Party leaders must recognize the danger of authorizing a moral authority outside that of the party itself, but they don’t have much choice. At this point, popular trust in the party is virtually nil. The regime may be hoping to bolster its legitimacy by identifying itself with the tradition that allegedly defines China’s “essence.”
It wouldn’t be the first Chinese regime to try this. As Beijing scholar Wang Hui explains in The Politics of Imagining Asia, many a dynasty has come up with a revived/transformed version of Confucianism to burnish its own credentials as the carrier of authentic Chinese tradition. “An old platitude has it that Chinese history is continuous,” writes Wang, “while that of the West is discontinuous.” But in fact,
China experienced ceaseless invasions and penetration of the center by the periphery, and ruptures both of politics and of ethnic relations took place repeatedly throughout Chinese history. In other words, this so-called continuity results from a process of continual intentional or unintentional historical fabrication. For example, the rulers of the dynasties established by ethnic minorities exploited Confucianism (including its various manifestations as neo-Confucianism, classical studies, and historiography) to make themselves Chinese. Thus, the matter of “ritual China” is not so much a ritual or moral issue but one of politics, or rather, a question of political legitimacy.…
If there were no political culture or theory of legitimacy centered on Confucianism, it would be impossible to discuss continuity among the dynasties. Historical continuity, then, was a product of self-conscious construction.

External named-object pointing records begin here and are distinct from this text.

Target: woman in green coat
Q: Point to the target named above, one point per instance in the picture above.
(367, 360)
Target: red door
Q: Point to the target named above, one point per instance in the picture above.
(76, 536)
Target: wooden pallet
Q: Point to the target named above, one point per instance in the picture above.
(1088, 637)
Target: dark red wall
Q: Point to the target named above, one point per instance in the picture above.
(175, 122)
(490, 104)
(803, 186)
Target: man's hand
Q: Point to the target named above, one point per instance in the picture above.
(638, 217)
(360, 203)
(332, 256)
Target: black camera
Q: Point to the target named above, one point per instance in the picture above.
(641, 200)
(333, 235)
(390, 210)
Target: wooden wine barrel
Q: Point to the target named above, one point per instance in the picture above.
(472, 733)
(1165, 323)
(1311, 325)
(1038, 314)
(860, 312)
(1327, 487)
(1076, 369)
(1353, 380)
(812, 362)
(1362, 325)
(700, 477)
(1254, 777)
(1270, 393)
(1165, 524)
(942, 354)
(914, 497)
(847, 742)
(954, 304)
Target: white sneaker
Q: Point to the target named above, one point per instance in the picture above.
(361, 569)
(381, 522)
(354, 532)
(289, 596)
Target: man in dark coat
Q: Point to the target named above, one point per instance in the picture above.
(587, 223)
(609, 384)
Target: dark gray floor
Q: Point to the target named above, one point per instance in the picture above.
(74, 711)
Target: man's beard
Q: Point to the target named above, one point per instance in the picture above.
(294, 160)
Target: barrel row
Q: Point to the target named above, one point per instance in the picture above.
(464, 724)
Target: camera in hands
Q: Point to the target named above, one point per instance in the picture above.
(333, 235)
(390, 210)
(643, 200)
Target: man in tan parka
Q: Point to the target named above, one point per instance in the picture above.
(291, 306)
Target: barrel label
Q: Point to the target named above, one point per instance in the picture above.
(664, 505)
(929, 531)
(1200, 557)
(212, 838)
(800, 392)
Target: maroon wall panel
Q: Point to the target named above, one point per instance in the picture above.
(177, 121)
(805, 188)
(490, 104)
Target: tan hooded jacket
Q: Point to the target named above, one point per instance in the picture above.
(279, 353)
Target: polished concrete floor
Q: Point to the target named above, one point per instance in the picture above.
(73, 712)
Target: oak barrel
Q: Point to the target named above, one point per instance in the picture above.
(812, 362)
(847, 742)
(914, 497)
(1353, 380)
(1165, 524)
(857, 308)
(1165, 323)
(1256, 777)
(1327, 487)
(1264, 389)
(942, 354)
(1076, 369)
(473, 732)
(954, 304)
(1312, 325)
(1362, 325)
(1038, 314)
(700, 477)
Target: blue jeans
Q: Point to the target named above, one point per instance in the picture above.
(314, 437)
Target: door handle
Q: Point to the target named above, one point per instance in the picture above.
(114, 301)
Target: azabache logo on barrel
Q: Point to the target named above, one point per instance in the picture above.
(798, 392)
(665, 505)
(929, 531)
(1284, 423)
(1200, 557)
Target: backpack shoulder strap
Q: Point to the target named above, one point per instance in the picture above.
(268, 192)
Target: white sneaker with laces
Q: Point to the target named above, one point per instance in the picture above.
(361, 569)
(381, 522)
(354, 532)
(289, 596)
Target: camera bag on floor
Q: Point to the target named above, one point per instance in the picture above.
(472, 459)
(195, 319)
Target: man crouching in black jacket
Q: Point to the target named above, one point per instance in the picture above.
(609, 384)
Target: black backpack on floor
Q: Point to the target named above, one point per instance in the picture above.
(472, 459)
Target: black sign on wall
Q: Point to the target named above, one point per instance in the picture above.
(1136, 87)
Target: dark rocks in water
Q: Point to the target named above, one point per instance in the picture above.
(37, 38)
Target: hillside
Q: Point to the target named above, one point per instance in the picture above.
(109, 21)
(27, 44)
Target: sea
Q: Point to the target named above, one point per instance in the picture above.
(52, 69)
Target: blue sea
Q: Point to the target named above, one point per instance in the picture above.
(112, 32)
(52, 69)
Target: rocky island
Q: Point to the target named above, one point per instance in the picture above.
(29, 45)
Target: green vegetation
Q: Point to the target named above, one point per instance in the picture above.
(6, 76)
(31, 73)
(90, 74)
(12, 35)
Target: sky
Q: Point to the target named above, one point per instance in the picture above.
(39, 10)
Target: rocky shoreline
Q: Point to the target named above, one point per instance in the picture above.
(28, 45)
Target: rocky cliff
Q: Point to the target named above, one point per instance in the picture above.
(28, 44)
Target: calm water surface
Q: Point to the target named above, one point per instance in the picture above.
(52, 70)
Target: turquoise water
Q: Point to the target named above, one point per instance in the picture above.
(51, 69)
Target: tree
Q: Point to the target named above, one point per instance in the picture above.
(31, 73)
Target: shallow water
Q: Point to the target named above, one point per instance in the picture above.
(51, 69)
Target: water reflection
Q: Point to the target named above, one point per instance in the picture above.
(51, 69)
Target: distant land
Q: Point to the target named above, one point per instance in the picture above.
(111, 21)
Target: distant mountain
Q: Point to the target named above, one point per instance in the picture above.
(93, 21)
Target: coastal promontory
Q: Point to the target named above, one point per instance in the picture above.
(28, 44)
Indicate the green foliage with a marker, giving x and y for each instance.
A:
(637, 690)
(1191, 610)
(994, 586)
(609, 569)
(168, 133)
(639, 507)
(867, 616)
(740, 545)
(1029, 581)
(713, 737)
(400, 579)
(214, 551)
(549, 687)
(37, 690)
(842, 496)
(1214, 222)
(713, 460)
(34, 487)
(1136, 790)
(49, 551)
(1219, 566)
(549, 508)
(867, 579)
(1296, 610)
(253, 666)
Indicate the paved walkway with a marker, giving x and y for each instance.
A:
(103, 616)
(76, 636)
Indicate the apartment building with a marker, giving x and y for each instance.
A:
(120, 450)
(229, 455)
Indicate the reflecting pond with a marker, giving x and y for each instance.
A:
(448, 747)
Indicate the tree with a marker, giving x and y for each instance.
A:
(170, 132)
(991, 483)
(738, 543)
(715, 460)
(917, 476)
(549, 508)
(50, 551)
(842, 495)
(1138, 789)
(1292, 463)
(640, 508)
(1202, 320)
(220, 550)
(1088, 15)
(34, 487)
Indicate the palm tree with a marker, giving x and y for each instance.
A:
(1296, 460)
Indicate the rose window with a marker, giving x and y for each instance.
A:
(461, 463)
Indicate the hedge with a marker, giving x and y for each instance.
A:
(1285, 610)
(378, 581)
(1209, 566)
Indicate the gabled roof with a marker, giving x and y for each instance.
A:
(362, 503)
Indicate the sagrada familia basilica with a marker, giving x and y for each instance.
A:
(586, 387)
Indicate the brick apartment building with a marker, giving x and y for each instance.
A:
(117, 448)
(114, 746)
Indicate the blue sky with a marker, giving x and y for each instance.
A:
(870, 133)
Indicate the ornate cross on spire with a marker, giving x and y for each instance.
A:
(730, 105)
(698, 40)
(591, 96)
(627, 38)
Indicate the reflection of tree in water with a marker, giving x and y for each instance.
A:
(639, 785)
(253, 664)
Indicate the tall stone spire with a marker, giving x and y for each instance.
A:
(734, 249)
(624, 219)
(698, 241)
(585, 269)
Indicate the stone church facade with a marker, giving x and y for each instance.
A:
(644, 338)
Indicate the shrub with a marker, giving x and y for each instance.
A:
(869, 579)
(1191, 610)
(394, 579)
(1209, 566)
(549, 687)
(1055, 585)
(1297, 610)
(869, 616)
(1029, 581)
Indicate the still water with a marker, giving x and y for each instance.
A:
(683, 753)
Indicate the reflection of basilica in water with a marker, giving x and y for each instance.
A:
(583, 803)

Oddly enough, or maybe not so oddly, these Chinese rulers were recapitulating what Confucius himself tried to do. As part of the ru stratum of scholars and officials, he was concerned with matters of ritual, etiquette and other customary practices, especially those that supposedly bore a pedigree dating back to the Golden Ages of previous rulers. Later editions of Confucianism may have called for a “return” to a fictionalized past, but that conformed to Confucius’ original intent.
China’s current rulers are promoting Confucianism because they seek to invent their own connection to a newly “re-imagined” Chinese past. No doubt they hope that the operation will confer some legitimacy upon their power and cloud Chinese memories of the regime’s actual past.
 Wang Hui. The Politics of Imagining Asia. Edited by Theodore Huters (Harvard University Press, 2011), 85 and 87.